Workers also want to keep their education assistance, so they can further their careers. Instead, said Morgan, those benefits are being cut and recycled into paltry raises.

“They’re just moving money,” she said. “It’s not right.”

Union executive vice president Milly Silva said that while nursing care workers provide an essential service, their wages tend to be on the low end of those in the healthcare industry.

“When this group is asking for fair wage increases, we’re talking not about workers getting dollar increases, we’re talking about cents,” Silva said. “These are modest wage increases.”

Modest, but important, she said, because studies have shown that the level of quality care in nursing facilities is directly tied to the quality of staffing.

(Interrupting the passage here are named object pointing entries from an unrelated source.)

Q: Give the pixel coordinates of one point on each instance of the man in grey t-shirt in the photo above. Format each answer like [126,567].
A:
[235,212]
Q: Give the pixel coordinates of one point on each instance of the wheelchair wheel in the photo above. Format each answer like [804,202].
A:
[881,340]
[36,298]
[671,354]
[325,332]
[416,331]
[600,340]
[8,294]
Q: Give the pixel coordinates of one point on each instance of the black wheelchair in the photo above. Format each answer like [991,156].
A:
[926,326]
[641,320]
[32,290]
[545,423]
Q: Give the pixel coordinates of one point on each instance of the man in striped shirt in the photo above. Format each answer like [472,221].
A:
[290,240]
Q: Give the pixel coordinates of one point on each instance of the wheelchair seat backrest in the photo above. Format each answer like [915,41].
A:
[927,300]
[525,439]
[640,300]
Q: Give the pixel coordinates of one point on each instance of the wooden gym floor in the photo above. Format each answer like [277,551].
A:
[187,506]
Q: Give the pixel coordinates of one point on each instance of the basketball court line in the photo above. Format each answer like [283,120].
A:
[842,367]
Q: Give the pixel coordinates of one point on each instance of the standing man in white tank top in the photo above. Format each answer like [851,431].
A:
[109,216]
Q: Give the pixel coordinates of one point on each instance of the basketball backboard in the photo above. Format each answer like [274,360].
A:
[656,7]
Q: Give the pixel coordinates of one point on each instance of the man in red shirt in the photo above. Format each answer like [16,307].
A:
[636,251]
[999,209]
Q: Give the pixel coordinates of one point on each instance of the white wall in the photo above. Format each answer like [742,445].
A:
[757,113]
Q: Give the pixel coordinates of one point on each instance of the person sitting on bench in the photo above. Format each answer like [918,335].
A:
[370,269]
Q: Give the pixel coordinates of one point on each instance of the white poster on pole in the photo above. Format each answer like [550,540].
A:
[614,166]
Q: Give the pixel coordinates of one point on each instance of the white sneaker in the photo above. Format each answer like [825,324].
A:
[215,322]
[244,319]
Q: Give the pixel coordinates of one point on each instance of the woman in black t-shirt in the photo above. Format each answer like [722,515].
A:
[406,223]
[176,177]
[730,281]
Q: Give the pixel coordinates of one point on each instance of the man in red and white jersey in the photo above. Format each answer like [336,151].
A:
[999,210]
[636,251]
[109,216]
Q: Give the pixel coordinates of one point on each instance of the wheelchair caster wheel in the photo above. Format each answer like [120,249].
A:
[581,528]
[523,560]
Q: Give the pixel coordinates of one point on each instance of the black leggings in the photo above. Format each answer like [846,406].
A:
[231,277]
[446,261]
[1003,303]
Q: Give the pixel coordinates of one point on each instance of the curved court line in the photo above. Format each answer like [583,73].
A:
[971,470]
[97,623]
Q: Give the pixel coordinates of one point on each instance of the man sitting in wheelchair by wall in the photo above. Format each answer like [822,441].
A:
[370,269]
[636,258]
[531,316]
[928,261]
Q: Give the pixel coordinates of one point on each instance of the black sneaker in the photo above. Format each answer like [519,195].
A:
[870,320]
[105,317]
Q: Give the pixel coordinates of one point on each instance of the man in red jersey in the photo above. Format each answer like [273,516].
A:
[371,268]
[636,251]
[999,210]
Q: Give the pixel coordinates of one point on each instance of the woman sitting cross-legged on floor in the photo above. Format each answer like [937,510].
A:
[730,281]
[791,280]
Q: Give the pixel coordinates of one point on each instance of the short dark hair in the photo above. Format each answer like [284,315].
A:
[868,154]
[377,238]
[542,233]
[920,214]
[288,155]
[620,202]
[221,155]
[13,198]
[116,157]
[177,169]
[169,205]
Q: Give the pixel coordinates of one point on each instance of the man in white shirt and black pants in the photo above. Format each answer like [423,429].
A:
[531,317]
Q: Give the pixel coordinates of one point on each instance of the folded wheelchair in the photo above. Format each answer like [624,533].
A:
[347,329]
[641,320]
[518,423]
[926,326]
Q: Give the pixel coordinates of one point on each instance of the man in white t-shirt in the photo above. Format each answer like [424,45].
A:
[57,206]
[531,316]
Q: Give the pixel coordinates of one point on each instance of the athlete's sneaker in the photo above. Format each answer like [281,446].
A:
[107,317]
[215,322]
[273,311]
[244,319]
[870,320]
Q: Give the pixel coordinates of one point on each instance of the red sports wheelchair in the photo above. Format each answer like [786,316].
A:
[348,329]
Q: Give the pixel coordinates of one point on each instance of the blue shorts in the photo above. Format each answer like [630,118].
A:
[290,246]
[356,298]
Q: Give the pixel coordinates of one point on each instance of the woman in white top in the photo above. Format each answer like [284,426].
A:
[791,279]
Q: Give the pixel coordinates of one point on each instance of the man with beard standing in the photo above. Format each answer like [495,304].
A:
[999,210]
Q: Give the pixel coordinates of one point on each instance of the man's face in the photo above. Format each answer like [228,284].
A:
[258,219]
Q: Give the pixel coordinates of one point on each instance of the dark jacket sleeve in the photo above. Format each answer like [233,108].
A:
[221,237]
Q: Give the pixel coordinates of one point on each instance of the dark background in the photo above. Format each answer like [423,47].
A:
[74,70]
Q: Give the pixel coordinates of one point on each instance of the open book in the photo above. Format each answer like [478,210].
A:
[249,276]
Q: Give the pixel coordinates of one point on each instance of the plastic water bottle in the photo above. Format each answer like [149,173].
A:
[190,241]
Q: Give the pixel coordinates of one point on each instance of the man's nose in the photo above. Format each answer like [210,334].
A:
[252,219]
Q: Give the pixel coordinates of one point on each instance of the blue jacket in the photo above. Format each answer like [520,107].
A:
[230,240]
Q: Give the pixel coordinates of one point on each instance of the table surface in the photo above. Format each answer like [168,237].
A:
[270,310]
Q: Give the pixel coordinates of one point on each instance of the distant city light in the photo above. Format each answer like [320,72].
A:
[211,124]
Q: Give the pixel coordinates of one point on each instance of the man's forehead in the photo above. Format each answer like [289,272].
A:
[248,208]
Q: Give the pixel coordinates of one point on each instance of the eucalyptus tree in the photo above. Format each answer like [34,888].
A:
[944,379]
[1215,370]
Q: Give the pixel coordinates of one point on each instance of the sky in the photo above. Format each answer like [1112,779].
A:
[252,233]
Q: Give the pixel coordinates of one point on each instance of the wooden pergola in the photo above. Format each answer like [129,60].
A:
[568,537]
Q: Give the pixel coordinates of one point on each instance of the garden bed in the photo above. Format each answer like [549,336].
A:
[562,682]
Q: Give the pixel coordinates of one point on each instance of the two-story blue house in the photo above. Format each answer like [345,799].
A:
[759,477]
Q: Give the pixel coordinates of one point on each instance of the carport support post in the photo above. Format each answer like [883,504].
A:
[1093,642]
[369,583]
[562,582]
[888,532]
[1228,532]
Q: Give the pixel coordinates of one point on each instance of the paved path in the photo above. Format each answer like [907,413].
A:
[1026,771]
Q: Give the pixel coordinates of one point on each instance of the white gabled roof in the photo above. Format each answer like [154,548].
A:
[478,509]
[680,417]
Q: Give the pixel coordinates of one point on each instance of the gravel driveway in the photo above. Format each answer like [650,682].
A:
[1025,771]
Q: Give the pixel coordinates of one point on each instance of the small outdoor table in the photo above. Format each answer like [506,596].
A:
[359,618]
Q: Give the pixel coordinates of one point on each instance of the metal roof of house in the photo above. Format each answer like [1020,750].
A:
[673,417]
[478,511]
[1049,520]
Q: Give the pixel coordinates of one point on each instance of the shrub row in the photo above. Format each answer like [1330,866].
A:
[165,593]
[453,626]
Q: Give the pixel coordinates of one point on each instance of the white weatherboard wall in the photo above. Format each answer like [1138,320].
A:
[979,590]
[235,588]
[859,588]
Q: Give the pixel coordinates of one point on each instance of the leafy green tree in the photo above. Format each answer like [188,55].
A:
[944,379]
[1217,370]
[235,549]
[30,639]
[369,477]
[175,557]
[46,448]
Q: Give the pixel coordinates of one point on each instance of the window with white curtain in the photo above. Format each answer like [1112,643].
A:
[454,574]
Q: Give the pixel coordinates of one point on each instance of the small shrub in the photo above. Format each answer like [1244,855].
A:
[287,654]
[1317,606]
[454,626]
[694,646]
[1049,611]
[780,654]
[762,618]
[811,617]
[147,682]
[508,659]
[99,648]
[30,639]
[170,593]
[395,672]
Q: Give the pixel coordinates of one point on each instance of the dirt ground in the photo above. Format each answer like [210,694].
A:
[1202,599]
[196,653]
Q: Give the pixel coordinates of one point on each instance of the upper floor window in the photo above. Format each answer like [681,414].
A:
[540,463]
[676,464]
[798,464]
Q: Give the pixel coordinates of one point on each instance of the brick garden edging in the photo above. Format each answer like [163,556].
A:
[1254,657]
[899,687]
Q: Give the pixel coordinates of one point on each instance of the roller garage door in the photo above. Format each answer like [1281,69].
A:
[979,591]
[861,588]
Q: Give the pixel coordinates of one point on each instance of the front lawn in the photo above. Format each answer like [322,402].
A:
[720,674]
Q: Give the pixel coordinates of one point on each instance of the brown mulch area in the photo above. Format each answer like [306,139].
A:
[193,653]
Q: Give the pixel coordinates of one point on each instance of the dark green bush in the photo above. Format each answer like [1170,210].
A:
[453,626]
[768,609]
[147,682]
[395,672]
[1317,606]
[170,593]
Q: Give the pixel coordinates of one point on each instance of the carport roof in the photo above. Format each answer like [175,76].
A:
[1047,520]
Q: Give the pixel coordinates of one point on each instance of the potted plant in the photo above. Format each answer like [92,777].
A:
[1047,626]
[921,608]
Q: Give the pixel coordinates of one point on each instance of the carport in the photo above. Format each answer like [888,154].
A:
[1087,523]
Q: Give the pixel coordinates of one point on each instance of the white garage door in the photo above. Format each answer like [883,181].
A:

That means nursing homes need to put a priority on retaining their trained workers. 

Morgan said she was trying to stay positive as they worked toward a contract deal, “but at this point, they’re not even trying to meet us halfway.”

Jonathan Levitan, general council for the Barnegat facility’s management company, Seniors Management North, disagreed.

There have only been four negotiating sessions with the employees so far, he said, and while he agreed that there’s been little movement, he said he’s confident they’ll reach an agreement, just as they have over the last 15 years of negotiating.

And the union could do more to find common ground, Levitan said.

“We suggested getting federal mediation involved, which they have flatly refused,” he said. And despite the fact that the economy in general and the nursing care industry in particular are in dire straits, he said, the staff at the Barnegat facility have seen steady pay increases in recent years.

“They’re coming off a three-year contract where they got a 12 percent increase in the worst economy in our lifetimes,” said Levitan.

In a time when costs are climbing across the board, federal reimbursements for nursing homes are barely budging, he said. In 2008, Barnegat Rehabilitation and Nursing Center got $217.30 per day per Medicaid resident, he said. As of June 30, it’s only gone up three cents. 

“We’re trying to deal, but everything goes up,” he said. “I’m not sure (the workers) are willing to recognize that." 

But Vicki Morgan shared the sentiment Thursday.

“Everything’s going up but our paychecks,” she said.